Mashawana was last year chosen by Reputation Poll International – a leading global reputation management firm – as being among the 2020 list of 100 most reputable Africans.

Others include:

  • Olympic medallist Caster Semenya
  • World-renowned artist Angélique Kidjo
  •  Amnesty International secretary-general Kumi Naidoo
  • Tunisian Human Rights League president Abdessattar Ben Moussa
  • Nobel Peace Prize laureate and Ethiopian President Abiy Ahmed
  • Alliance for a Green Revolution in Africa president Agnes Kalibata
  • Entrepreneur Basetsana Kumalo
  • George Washington University professor Catherine Adoyo
  • Deloitte Africa CEO Lwazi Bam
  • World Health Organization regional director for Africa Dr Matshidiso Moeti
  • Businesswoman and author Dr Nobuhle Dlamini Nxasana
  • Executive director for UN Women Phumzile Mlambo-Ngcuka
  • Entrepreneur Dr Precious Moloi-Motsepe
  • Head of the the National Prosecuting Authority Shamila Batohi
  • Co-chair of Global HIV Prevention Coalition Sheila Tlou
  • UN under secretary-general and executive director of UNECA Vera Songwe
  • UNAIDS director Dr Winnie Byanyima
  • University of Pretoria chancellor Professor Wiseman Nkuhlu

The Collen Mashawana Foundation has been in the forefront of campaigns to fight the spread of Covid in South Africa, having donated personal protective clothing to township-based healthcare facilities.

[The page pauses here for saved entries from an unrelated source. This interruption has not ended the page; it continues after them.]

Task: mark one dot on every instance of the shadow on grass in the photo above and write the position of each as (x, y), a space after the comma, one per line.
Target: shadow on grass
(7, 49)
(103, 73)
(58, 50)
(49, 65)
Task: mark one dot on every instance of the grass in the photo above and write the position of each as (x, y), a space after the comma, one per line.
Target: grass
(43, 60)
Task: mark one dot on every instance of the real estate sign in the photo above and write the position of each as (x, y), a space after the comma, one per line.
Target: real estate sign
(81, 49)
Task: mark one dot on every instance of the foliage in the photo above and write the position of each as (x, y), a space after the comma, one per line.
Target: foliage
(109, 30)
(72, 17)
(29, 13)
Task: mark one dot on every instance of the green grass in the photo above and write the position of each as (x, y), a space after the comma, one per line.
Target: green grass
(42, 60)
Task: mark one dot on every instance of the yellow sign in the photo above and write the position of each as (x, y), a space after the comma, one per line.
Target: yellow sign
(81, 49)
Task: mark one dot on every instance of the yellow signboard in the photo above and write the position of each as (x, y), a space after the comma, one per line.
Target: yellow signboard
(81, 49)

Said Mashawana: “In 2018, the Collen Mashawana Foundation joined hands with the Lekgau Mathabathe Foundation, as well as Afribiz Invest in adopting Morris Isaacson High School in Soweto – known for having been at the forefront of the June 16 resistance against the use of Afrikaans as a medium of instruction.

“We adopted the school as one of our beneficiaries.

“Since then, we have annually spent June 16, painting the walls and renovating the school classrooms with an objective of ensuring that the institution remains in a good condition in honour of the heroes of 1976,” said Mashawana.

“A commitment to restore dignity to disadvantaged communities in the country is what has always given me, the team and our partners, a motivation to render assistance to various needy areas.”